Several years into his recording career, Jake Shimabukuro has flatly lain to rest any skepticism that his quest to remake the image of the ukulele might have been a fleeting fantasy. The fourth-generation Japanese-American Hawaiian set out to bring respect to the instrument, so often treated as a novelty, and along the way he’s commanded a devoted audience of believers. His first live album cherry-picks 17 tracks delivered to those faithful in Japan and various American venues, and spans nearly as many stylistic variations. Ranging from a minute-long extrapolation of a Bach theme to a shimmering take on George Harrison’s “While My Guitar Gently Weeps” to a one-man reimagining of Michael Jackson’s “Thriller” handled with grace and a decided absence of cheekiness, Shimabukuro, working solo throughout, navigates his uke masterfully and with boundless imagination.
Rescuing the instrument from the toy/joke status conferred upon it by the likes of Tiny Tim and Don Ho, Shimabukuro achieves complex melodics and harmonics unimaginable before on the mini four-stringed axe.

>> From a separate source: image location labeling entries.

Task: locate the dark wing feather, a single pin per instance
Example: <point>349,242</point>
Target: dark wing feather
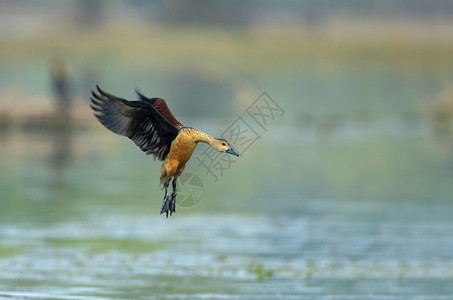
<point>137,120</point>
<point>161,106</point>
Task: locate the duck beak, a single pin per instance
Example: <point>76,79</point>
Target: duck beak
<point>231,151</point>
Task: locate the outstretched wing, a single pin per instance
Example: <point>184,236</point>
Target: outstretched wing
<point>161,106</point>
<point>137,120</point>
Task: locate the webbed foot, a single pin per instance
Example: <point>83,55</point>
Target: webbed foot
<point>169,205</point>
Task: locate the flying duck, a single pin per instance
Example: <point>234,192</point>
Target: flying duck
<point>151,125</point>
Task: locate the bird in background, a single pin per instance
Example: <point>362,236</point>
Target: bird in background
<point>151,125</point>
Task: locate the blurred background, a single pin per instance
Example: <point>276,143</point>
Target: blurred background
<point>345,193</point>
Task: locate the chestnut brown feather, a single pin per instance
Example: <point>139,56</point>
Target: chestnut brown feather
<point>137,120</point>
<point>161,106</point>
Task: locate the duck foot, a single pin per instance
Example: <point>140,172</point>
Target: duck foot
<point>169,205</point>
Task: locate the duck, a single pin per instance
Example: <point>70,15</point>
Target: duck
<point>150,124</point>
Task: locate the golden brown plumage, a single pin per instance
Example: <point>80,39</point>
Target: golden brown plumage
<point>152,127</point>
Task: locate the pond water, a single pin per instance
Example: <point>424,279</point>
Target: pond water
<point>89,228</point>
<point>338,199</point>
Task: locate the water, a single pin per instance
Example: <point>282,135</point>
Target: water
<point>328,250</point>
<point>88,228</point>
<point>336,200</point>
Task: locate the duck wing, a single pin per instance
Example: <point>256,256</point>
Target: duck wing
<point>137,120</point>
<point>161,106</point>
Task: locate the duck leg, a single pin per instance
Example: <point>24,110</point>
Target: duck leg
<point>166,202</point>
<point>173,197</point>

And speed-on Chick Corea’s “Spain,” Shimabukuro spills out lightning licks one would expect from a particularly agile mandolinist but which still sound positively freaky emanating from a ukulele. While his cover material allows for the instrument’s possibilities to be reconsidered, where Shimabukuro makes his most positive mark is in his own compositions, an area in which he can chart new directions. “Me & Shirley T” (“about being a kid and drinking one too many Shirley Temples”) is a brisk, flamenco-like study in obliterating rhythmic walls while the closing “Blue Roses Falling,” a quiet, airy meditation, is akin to a bold John Fahey epic.
Like Béla Fleck on the banjo, Jake Shimabukuro is making something up as he goes along-not too many can say that anymore.